Does it work for you? I’d love to know.
Theme is one more way to think about what kind of story this is. (There are more, such as conflict types, but let’s wrap this up). For the theme of Until This Is Over, I like something along the lines of “Every person’s true nature is unknowable to others.”
Depending on your personality or your mood when you read the story, you might extend this theme to “…so you may as well trust other people.” Or you might decide that a more appropriate conclusion is “…so don’t let your guard down even for a second.”
In a way, the theme depends on which story archetype you think this is, and which story archetype fits depends on whether you think Teresa or Scotty is the protagonist. If Teresa is the protagonist, then the arc might be fall - rise - fall - ?, and the theme is “you may as well trust.” If Scotty is the protagonist, then the arc is ? - rise - fall - ? — where the question marks represent what happened before the story began and what happens after it ends — and the theme is…what?
Help me out by sharing your thoughts in the comments.

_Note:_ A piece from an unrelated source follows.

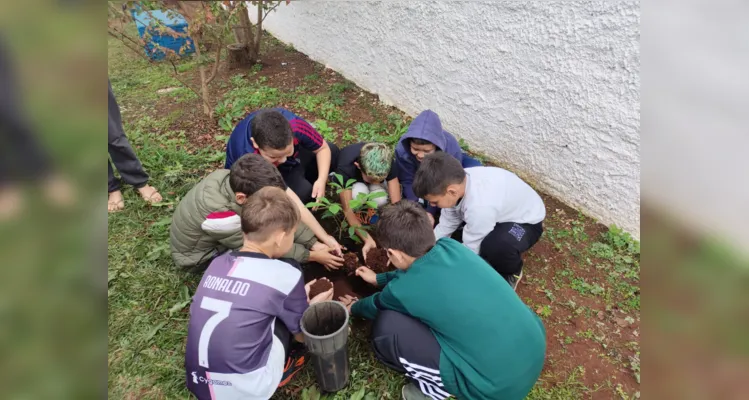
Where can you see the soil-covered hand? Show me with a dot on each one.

When you’re ready, head over to the final installment in this Story Course, where I share the entire story, uninterrupted. There’s even a surprise for those of you who have been gracious — and patient — enough to make it this far.
The end of the course! I wonder what the next one will be like.
What kind of story is it? I agree that "Until This Is Over" doesn't fit into any particular genre. Had there been a resolution, it might have been a suspense/drama kind of story.
I find it a teaser--with all those clues building up and then the ending left up to us to decide. I didn't feel any attachment or empathy for the characters because we simply didn't know enough about them, and I don't like unresolved endings. And I can't commit to stories where I can't like any of the characters even a little. It won't hold my interest.
To me, the climax was when the box cutter went missing. But the story didn't follow a typical arc, either, because you can't say there's a dénouement (or call the sirens and helicopters a slowing down of the action) when there's no resolution. But that might be just fine by some readers. So, for me, the story didn't work. But I enjoyed the close reading and examination!